When a driver who claims that he or she sustained injuries in a motor vehicle crash ends up being charged with grand larceny, insurance fraud, and more, we learn a couple important lessons:
- Brazen attempts to defraud insurers and their customers out of billions of dollars each year continue to threaten businesses.
- The diligent efforts of insurers and their customers, together with law enforcement, can positively impact the fight against transportation fraud.
Understanding the Risks
Whether or not your organization has been the victim of transportation fraud (even without realizing it), losses due to fraud affect the entire insurance industry and its customers. Higher premiums are only one possible consequence. Often, these schemes can turn into serious bodily injuries, or even fatalities, for those involved. That’s why it’s so important for businesses to be aware of transportation fraud, some of the popular schemes fraudulent parties commit, and how to work with insurers to report them.
“Every company should understand that it’s a potential target for transportation fraud,” said Eric Bushman, director of the Special Investigations Unit (SIU) for Liberty Mutual Insurance. “Since commercial vehicles usually carry higher insurance limits than privately owned vehicles, the ultimate goal in these schemes is a personal injury lawsuit, which could result in a very costly settlement or court award. If the employer and insurer can work together to conduct a thorough investigation during the early stages of the claim, then the likelihood of a personal injury lawsuit is greatly diminished.”
Knowing the Red Flags
“Much of the fraud we see is the work of organized crime rings, people for whom fraud is a full-time career,” says Kate Gordon, national coordinating counsel for Liberty Mutual Insurance’s Special Investigations Unit. “They’re very creative, and that means insurers and their customers must remain vigilant when investigating claims. It’s impossible to predict the kinds of things they’ll try next.”
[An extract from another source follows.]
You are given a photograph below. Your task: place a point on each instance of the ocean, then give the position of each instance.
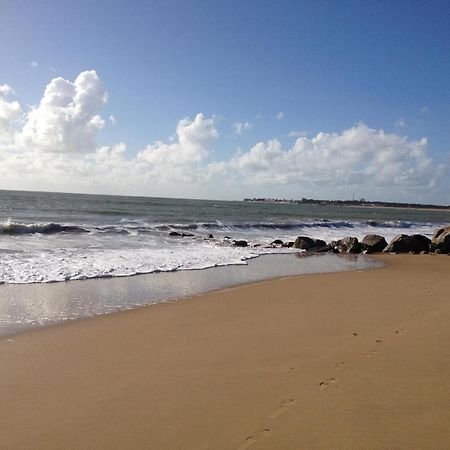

There are a number of factors that have made it easier to expose transportation fraud and protect customers. First, employers and insurance company claims handlers have greater awareness of how to spot possible instances of fraud. Second, the increased use of video surveillance and database checks have provided claims investigators with invaluable information to aid their efforts.
“The stoplight cameras that many cities and towns have are just one example of how surveillance has made it easier to uncover transportation fraud,” Gordon says. For instance, video surveillance footage could show that:
- The vehicle driven by the claimant was never involved in a crash at the location cited.
- The number of individuals involved in the crash was fewer than reported.
- The damage to the vehicle was different from or not as serious as claimed.
Database checks can also be effective in detecting fraud, highlighting whether:
- The claimant has had a number of car crashes or other claims in the past.
- Ties exist between the claimant and other people involved in what may have been a staged crash (e.g., they may be neighbors, work for the same employer, or have some other relationship).
You and your insurer should be aware of the red flags that could indicate a fraudulent claim. The National Insurance Crime Bureau considers the following conditions red flags:
- Property damage between the two vehicles does not match.
- No police report exists for a crash with injuries and/or extensive property damage.
- The vehicle involved is an older model and/or has prior unrelated damage.
- Claimant vehicle was struck by a rental vehicle soon after the rental began.
- All vehicles involved are taken to the same body shop for repair.
- Claimant vehicle is not readily available for appraisal.
- The crash occurred on private property near the residence of those involved.
Investigating, prosecuting, and protecting your company against potential fraud, whether related to transportation, a slip and fall, or another incident, takes time and resources, but it can pay big dividends. “Once word gets around that an insurer and its customers are serious about fighting transportation fraud, crime rings will avoid targeting those organizations,” says Bushman.